2 min read

Give a Hundred to Save a Million Kids? Nah…

Read a great column by Clive Thompson in Wired’s September issue on how big numbers (and lack of numeracy there) affects people’s charity decisions.

He studies a troubling paradox in human empathy: We’ll usually race to help a single stranger in dire straits, while ignoring huge numbers of people in precisely the same plight. We’ll donate thousands of dollars to bring a single African war orphan to the US for lifesaving surgery, but we don’t offer much money or political pressure to stop widespread genocides in Rwanda or Darfur.

The problem isn’t a moral failing: It’s a cognitive one.

Most of us can count to about 7 in an instant. Throw 6 matches on the table and everyone can say instantly that there are 6. Throw 8, and most people will already have to calculate (even if it is a quick 4+4 operation in the back of the head). Throw 83 matches and the answer is “many”.

As a sidenote: if you can’t relate to this, there is a good chance you’re an autist. (Remember Rain Man?)

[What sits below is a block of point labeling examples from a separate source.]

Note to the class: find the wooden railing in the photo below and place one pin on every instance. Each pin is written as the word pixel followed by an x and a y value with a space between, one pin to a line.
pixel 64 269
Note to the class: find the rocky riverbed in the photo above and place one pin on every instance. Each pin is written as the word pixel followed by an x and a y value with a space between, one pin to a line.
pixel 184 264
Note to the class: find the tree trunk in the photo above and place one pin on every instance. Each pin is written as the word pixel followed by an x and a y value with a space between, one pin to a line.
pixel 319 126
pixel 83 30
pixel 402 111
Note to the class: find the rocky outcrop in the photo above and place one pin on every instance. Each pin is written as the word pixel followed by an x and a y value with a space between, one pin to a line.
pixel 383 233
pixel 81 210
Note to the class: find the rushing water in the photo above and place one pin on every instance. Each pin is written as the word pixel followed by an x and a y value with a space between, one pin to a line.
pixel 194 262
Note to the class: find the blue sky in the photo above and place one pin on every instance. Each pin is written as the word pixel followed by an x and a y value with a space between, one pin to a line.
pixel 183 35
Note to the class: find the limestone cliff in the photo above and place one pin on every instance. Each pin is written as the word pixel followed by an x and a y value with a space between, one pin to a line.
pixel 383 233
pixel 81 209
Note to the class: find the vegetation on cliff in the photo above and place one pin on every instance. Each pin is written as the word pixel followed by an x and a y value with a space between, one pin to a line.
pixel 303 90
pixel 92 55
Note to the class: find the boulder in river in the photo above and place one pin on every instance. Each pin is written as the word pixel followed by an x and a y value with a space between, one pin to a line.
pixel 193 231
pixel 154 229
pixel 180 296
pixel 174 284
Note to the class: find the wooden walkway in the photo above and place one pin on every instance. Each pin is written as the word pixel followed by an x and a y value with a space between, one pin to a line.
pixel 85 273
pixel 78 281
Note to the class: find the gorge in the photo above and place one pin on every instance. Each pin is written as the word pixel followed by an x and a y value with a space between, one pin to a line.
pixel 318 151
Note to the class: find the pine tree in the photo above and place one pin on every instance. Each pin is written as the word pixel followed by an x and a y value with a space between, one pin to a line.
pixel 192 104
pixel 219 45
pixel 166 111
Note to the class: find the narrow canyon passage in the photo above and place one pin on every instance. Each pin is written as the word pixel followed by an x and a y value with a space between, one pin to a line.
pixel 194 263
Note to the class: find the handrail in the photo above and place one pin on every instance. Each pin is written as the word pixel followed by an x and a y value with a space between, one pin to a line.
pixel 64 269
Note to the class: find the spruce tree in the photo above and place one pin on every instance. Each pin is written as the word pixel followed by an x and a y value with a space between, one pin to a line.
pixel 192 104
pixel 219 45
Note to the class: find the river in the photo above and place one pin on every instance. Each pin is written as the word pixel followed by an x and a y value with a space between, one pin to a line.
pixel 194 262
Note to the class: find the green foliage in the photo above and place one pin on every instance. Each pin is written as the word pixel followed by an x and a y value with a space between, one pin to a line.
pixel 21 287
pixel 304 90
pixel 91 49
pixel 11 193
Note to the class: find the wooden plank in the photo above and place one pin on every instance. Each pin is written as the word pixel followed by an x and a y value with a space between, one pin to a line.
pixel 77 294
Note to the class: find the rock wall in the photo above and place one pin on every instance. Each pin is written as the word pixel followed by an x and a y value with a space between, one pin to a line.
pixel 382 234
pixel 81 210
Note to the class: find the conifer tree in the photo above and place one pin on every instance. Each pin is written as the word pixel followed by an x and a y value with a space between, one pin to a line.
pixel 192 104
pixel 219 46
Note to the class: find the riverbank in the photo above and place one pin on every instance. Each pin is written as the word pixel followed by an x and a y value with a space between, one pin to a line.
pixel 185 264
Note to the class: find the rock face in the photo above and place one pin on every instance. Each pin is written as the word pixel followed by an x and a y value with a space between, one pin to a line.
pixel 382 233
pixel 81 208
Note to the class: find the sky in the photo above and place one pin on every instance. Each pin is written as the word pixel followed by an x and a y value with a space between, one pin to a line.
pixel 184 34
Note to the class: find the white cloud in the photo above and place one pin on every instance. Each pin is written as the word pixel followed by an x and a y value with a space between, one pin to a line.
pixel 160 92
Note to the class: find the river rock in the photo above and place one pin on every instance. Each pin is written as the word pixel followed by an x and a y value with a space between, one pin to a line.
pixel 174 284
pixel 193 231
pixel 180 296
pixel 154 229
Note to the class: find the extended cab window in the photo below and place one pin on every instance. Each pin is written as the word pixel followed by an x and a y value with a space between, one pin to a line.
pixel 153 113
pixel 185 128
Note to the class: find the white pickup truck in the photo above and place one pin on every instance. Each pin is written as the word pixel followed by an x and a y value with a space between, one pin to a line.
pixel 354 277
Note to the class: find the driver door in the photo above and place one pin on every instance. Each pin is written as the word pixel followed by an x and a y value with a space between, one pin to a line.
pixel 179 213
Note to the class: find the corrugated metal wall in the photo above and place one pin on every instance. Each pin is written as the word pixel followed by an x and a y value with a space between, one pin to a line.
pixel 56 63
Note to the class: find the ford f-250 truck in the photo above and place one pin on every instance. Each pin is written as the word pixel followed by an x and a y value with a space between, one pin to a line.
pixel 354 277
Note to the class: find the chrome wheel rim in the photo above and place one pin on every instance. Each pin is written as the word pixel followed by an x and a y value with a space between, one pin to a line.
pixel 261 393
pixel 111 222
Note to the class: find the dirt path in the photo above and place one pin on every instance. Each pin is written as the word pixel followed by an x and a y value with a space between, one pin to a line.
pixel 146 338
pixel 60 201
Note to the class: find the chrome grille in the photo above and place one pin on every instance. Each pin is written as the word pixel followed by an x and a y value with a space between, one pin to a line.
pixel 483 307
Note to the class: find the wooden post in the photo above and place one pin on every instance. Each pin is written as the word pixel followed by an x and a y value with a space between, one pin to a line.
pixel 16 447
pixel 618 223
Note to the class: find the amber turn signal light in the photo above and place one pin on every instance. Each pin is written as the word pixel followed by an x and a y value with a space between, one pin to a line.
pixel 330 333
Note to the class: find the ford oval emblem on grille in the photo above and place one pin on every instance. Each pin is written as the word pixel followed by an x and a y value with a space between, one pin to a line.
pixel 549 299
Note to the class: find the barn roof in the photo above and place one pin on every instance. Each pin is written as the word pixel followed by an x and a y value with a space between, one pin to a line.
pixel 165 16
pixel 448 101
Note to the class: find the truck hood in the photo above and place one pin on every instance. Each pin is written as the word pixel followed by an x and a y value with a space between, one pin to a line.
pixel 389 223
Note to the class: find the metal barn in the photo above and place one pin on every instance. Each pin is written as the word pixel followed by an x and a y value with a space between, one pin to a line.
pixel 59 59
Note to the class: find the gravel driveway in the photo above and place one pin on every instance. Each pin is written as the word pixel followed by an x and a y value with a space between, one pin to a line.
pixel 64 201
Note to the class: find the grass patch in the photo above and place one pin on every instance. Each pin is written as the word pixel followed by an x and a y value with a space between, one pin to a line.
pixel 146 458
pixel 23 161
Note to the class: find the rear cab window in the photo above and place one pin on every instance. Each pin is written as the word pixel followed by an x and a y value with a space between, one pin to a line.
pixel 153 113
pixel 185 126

For some reason, the point Thompson raises about maintaining a grasp of proportion when it comes to large numbers suffering has become more and more visible around us in the recent years:

  • 2,974 people died in the infamous terrorist attacks on 9/11. The retaliation in Iraq has now cost 600,000 lives and counting.
  • People have donated over a million pounds to support finding Madeleine, despite of the controversy surrounding the poor kid’s dissapearal. Wonder how many million-pound funds are there to support the 2.8 million children under 15 with AIDS?
  • As a friend of mine noted, the media coverage as well as his personal feelings were much stronger around Colin McRae’s helicopter crash if compared to the news of 88 people dead in Thai plane crash the same day.

Somehow I think that you don’t really need to be a Bill Gates to optimize your charitable giving to a place where it can fix the most of pain.